For many of us, Christ’s Second Coming is a little scary. At the very least, it can seem a bit strange. Let’s be honest, what we think we know about the return of Jesus does not make most people break out in celebratory singing. Notice that I said “what we think we know” because it appears as though no one really knows for sure. Doesn’t it seem like everyone says something different? Some think a bunch of people disappear in something called the Rapture. Some say that there will not be a Rapture, but a big war when people see Jesus. Maybe both? It could be that believers have to go to a place of safety, but didn’t they already disappear in the Rapture? I think there may be some witnesses or an anti-Christ. There’s definitely a dragon, although no one seems to agree on the identity of any of these folks. Are they even people?

Many seem to believe that Jesus’ return will happen soon, but every prediction of when has been wrong. Do we just need to find the right formula or algorithm? Maybe the bottom line is that at Jesus Christ’s return there will be lots of death, lots of judgment, the end of the world, and it can happen at any time. Right?*

I do not mean to make light of this important topic, but I am trying to show that there is a lot of uncertainty, confusion, and fear associated with our understanding of Christ’s Second Coming. This apprehension can negatively affect how we see Jesus and his return. In many Christian circles, Jesus’ Second Coming is used almost like a threat of impending doom to keep us in line instead of a source of joy and hope. This undercuts two core beliefs of our faith — that the gospel of Jesus Christ is, in fact, good news, and that God is love. Advent season is a great time to get more clarity on what we need to know about Jesus’ return, so we can internalize the truth that we never need to fear the Savior of humanity.

For answers, we will start with Jesus and some of what he says about his Second Coming. Let’s look at his words recorded in the Book of Matthew:

But about that day or hour no one knows, not even the angels in heaven, nor the Son, but only the Father. As it was in the days of Noah, so it will be at the coming of the Son of Man. For in the days before the flood, people were eating and drinking, marrying and giving in marriage, up to the day Noah entered the ark; and they knew nothing about what would happen until the flood came and took them all away. That is how it will be at the coming of the Son of Man. Two men will be in the field; one will be taken and the other left. Two women will be grinding with a hand mill; one will be taken and the other left. Therefore keep watch, because you do not know on what day your Lord will come. But understand this: If the owner of the house had known at what time of night the thief was coming, he would have kept watch and would not have let his house be broken into. So you also must be ready, because the Son of Man will come at an hour when you do not expect him. (Matthew 24:36-44 NIV)

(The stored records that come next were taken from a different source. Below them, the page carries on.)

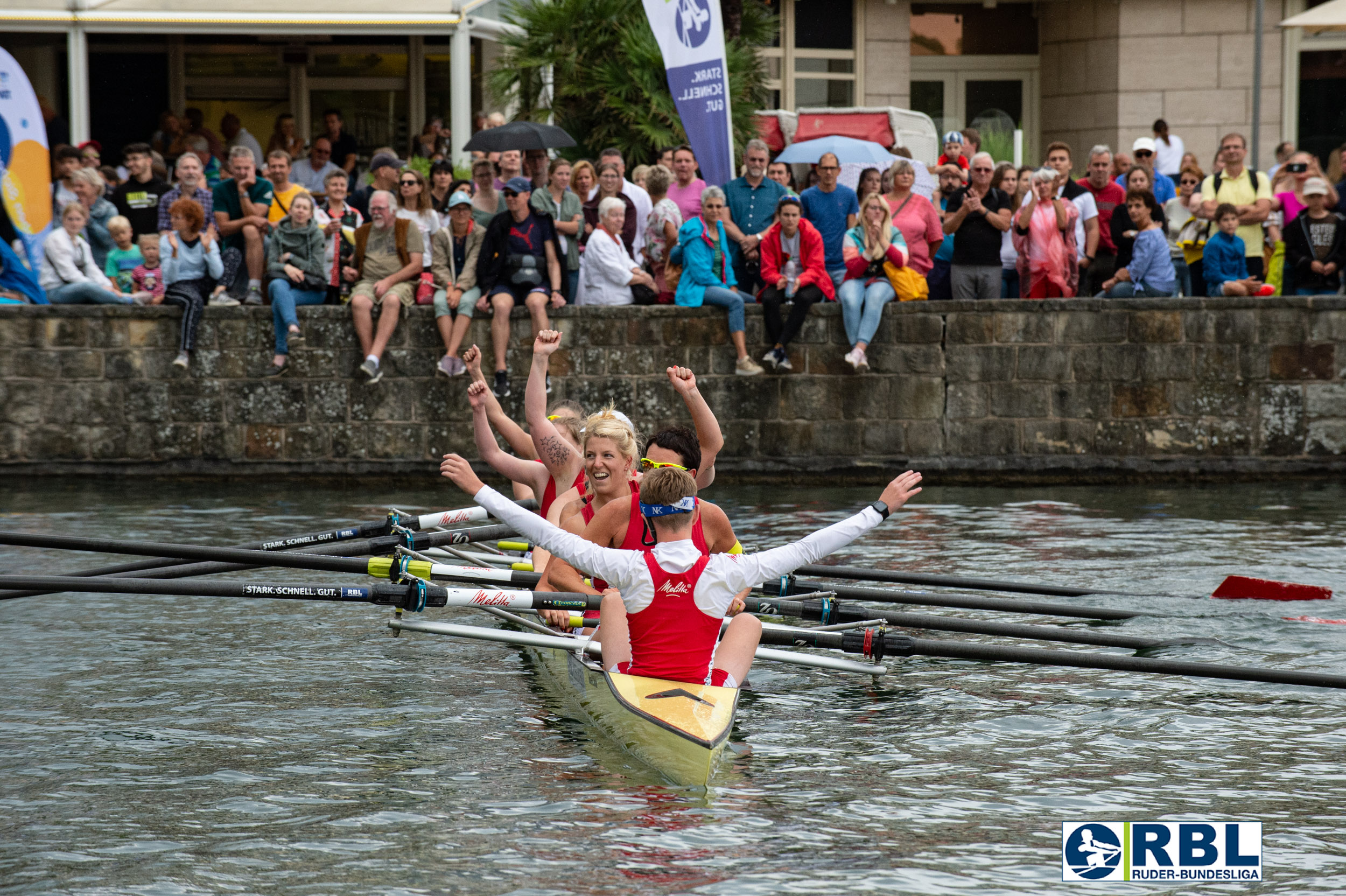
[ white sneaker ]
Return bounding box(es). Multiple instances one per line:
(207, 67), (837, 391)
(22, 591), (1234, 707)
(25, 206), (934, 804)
(734, 355), (763, 377)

Before we unpack the passage, we should take note of Jesus’ starting point. All that he shares in these verses is from the perspective of someone who does not know when the events he described will happen. Jesus never relinquished his divinity. He was and is 100% God and 100% human. However, in his incarnation, Christ humbled himself and lived like a human being, except for a few occasions when the Father instructed him to reveal some of his divine power (i.e. the Transfiguration in Matthew 17:1-8). So, in his humanity, Jesus did not know when he would return. Therefore, we have to conclude that the moment of Christ’s return is not important for us to know.

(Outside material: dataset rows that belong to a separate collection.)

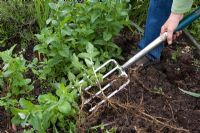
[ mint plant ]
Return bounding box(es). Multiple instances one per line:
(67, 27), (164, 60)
(11, 84), (78, 133)
(0, 46), (33, 96)
(34, 0), (129, 83)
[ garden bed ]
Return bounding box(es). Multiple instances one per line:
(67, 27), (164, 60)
(80, 33), (200, 133)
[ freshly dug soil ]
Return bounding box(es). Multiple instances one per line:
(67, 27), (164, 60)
(79, 32), (200, 133)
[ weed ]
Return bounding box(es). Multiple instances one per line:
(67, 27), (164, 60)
(11, 84), (78, 133)
(0, 46), (33, 96)
(34, 1), (129, 82)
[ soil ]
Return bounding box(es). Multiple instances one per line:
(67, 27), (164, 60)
(0, 27), (200, 133)
(78, 31), (200, 133)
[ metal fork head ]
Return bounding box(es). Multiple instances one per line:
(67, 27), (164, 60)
(84, 59), (130, 112)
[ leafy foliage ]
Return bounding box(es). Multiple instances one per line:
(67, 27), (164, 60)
(33, 0), (53, 29)
(12, 84), (78, 133)
(0, 46), (33, 95)
(35, 1), (129, 81)
(0, 0), (37, 46)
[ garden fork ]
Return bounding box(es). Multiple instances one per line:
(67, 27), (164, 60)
(80, 7), (200, 112)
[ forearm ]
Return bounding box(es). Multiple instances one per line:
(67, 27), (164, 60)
(172, 0), (193, 14)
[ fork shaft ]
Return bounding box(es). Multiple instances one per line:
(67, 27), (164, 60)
(122, 32), (167, 69)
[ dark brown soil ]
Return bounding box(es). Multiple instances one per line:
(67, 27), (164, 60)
(79, 33), (200, 133)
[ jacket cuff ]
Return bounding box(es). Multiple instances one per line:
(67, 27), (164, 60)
(171, 0), (193, 14)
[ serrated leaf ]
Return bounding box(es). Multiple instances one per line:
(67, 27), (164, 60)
(38, 93), (57, 104)
(67, 72), (76, 81)
(19, 98), (33, 110)
(49, 3), (58, 10)
(78, 52), (91, 59)
(103, 32), (112, 41)
(85, 59), (94, 67)
(58, 101), (71, 115)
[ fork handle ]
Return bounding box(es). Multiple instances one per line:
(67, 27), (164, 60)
(122, 7), (200, 69)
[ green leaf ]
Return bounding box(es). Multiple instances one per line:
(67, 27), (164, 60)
(86, 42), (94, 54)
(38, 93), (57, 104)
(19, 98), (33, 110)
(58, 101), (71, 115)
(68, 71), (76, 82)
(49, 3), (58, 10)
(85, 59), (94, 67)
(179, 88), (200, 98)
(103, 32), (112, 41)
(91, 11), (100, 23)
(3, 70), (13, 78)
(78, 52), (91, 59)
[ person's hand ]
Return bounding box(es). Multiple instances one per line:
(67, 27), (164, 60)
(161, 13), (183, 44)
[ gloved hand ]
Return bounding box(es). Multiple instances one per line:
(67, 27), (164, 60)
(161, 12), (183, 44)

Studying this and other similar passages to devise a detailed timeline and sequence of events of the end of time misses the point. While we should seek to understand Scripture as best we can, it is not important to know the “when” of Christ’s return. We are not even supposed to know the key events surrounding the Second Coming. If we were, the Bible would be far less murky on the subject. We do not need to know these things in order for us to do the most important things, follow Christ, worship, and bear witness to him. We are naturally curious about the future events hinted to in the Bible, however, we should not use prophecy for our own purposes. We need to approach prophecy in the way God intended.

In this passage, Jesus explained what he wants his audience to know. First, he assured his followers that he will return at some undetermined time after his ascension. Next, the Second Coming could happen at any time, so believers should live holy lives, not self-centered lives. Last, Jesus’ return could take time, so we should be prepared to persist in participating in his life and work. Put simply, Jesus told his followers, in light of his Second Coming, to live as if Jesus was coming today, but plan like he would not return in his audience’s lifetime. Not doing so could have unpleasant and lasting consequences for those who do not remain spiritually prepared.

In his compassion, Jesus taught his disciples how to navigate the “now” and “not yet” of the kingdom of God. Jesus ushered in the kingdom (an eternal space where God lovingly rules and people strive to follow him as one), and his followers can experience the benefits of the kingdom now. At the same time, we live in the “present evil age,” and the kingdom is hidden and will one day be revealed in full. Jesus revealed the kingdom, but our brokenness causes humans to experience the kingdom imperfectly. However, he promised to return and make everything new so that we can all experience the kingdom of God in full for all eternity.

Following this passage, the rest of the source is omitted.